TTU professor Katharine Hayhoe, co-director of the Climate Science Center

Texas Tech University professor Katharine Hayhoe, co-director of the Climate Science Center, tells female students who are interested in an academic career to learn from those who've gone before, offer a hand to those behind, don't be afraid to fail, and don't spend your life on something you're not excited about.

Climate Science Center's Katharine Hayhoe

During Spring 2020, Texas Tech celebrates women faculty who exemplify excellence in research, scholarship, creative activity, teaching, and mentoring.

4.2.2020

Katharine Hayhoe, a professor in the Department of Political Science and co-director of the Climate Science Center, focuses her research toward developing and applying high-resolution climate projections to evaluate the future impacts of climate change on human society and the natural environment.

She has published over 125 peer-reviewed abstracts and publications and served as lead author on key reports for the U.S. Global Change Research Program and the National Academy of Sciences, including the Second, Third and Fourth U.S. National Climate Assessments and the 2017 Climate Science Special Report.

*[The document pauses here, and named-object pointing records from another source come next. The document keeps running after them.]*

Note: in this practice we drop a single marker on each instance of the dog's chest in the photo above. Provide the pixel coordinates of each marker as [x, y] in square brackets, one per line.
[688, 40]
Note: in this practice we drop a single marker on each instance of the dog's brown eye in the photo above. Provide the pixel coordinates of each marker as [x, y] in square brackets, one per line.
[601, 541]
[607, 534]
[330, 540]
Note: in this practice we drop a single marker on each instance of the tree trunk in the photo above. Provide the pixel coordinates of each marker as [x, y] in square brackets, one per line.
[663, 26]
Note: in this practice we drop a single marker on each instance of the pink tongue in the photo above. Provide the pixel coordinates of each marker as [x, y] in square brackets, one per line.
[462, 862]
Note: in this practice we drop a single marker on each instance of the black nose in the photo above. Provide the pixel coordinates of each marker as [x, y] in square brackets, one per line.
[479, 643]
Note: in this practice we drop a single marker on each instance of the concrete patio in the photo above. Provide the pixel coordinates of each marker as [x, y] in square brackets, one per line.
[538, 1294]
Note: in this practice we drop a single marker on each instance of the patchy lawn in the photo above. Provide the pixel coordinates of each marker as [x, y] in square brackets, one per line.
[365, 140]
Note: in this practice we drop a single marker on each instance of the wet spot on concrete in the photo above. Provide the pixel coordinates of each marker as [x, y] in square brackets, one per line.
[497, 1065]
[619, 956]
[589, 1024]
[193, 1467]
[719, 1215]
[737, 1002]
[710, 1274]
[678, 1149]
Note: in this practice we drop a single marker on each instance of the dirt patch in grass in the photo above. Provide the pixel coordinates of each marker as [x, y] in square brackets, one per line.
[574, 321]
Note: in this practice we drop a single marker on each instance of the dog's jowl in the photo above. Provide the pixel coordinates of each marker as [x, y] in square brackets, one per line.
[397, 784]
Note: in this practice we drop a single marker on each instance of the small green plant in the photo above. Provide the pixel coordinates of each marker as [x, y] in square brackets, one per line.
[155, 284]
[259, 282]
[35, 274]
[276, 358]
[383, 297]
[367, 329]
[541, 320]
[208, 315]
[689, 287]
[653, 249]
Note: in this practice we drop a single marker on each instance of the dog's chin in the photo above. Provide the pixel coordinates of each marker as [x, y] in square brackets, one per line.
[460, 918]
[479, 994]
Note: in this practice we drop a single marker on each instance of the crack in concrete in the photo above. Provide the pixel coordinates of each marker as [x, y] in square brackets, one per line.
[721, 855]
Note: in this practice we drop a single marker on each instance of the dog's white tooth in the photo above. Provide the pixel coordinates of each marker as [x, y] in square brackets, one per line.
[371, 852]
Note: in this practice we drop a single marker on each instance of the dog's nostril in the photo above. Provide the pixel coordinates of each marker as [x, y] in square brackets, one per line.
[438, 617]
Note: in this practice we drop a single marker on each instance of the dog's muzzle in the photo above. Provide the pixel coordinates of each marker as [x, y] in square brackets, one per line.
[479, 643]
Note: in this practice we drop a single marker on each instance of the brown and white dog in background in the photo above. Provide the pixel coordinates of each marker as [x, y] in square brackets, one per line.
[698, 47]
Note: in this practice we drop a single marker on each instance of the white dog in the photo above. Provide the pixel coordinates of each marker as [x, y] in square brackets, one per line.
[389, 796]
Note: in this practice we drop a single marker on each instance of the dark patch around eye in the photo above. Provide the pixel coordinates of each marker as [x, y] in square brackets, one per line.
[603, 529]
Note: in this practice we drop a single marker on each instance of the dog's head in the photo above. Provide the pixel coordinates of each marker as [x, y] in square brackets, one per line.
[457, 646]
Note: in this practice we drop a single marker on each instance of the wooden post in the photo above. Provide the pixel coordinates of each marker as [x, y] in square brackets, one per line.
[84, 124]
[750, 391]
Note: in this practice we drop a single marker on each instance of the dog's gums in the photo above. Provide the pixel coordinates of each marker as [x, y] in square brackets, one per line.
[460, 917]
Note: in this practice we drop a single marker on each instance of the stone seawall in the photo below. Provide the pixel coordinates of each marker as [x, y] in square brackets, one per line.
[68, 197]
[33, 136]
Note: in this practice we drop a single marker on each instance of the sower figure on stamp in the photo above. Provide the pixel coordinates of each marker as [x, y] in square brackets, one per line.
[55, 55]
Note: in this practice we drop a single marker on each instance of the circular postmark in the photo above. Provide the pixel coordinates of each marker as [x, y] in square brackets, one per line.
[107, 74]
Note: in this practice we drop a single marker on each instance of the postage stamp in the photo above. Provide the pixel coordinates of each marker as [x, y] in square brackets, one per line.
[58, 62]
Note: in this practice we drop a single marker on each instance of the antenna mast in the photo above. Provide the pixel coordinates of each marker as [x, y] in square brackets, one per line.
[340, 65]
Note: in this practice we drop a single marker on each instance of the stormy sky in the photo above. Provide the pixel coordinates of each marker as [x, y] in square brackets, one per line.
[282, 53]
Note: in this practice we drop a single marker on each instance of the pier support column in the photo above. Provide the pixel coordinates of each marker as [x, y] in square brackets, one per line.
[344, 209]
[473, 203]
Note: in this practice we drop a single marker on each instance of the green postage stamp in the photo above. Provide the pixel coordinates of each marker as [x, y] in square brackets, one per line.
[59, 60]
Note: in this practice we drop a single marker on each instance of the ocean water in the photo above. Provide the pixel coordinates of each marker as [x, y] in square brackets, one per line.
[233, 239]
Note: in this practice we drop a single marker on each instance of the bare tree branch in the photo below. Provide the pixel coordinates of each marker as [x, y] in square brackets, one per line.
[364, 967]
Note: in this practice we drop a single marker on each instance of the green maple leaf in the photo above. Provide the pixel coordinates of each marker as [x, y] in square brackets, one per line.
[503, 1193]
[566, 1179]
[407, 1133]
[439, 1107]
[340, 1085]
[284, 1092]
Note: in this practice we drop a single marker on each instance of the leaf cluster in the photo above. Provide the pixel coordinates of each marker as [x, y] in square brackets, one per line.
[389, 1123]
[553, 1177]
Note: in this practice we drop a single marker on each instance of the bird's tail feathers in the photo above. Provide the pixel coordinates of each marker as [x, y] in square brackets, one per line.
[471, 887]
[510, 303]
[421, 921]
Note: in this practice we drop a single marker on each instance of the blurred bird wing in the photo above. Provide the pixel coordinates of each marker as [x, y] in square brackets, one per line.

In the question-and-answer session that follows, Hayhoe shares the basics of her success.

What inspired you to work in your field/area of expertise?

My undergraduate degree is in physics and astronomy, and I was planning to pursue a graduate degree in astrophysics when, to complete my degree, I needed another breadth requirement. I noticed there was a new class on climate science being offered and thought it looked interesting—so I took it, and it changed my life.

I'd always thought of climate change as an environmental issue—an issue that environmentalists cared about and would try to fix, while the rest of us wished them well. Instead, in that class I learned that climate change is, as the U.S. military now calls it, a threat multiplier. It takes the most serious humanitarian issues confronting humanity today—hunger, poverty, lack of access to clean water, injustice, refugee crises and more—and it makes them worse.

Once I knew that, how could I not do everything I could to help fix this huge global challenge?

Who inspired you to pursue academia?

A love of learning and science runs in my family. My great-great grandmother Suzanne was a governess; though not particularly well off, she still managed to send all four of her daughters to university in the 1910s, a time when it was unusual for women to pursue higher education. Her daughter Doris did the same; in the 1930s, my grandmother Emilie earned a degree in science education from McGill University, where she worked as a research assistant for Dr. Vibert Douglas, the first Canadian woman to become an astrophysicist and the first woman president of the Royal Astronomical Society of Canada. Emilie didn't work outside the home after she married, but she passed her love of science and learning on to her eight children, all of whom also graduated from university and three of whom, including my father, went on to earn multiple graduate degrees. So my inspiration to pursue learning through academia dates back not only years, but generations!

What would you tell your female students interested in pursuing an academic career?

Learn from those who've gone before, and offer a hand to those behind you. Don't be afraid to ask questions along the way and don't be afraid to fail: it's from our failures that we learn our greatest lessons.

Most of all, though, follow your heart and find your passion. Don't spend your life on something you're not excited about, that doesn't allow you to express who you are and what you care about.

Each one of us has a unique set of abilities and perspectives that no one else has. Our contribution can't come from anyone else: it has to come from us. So most of all, be your unique self!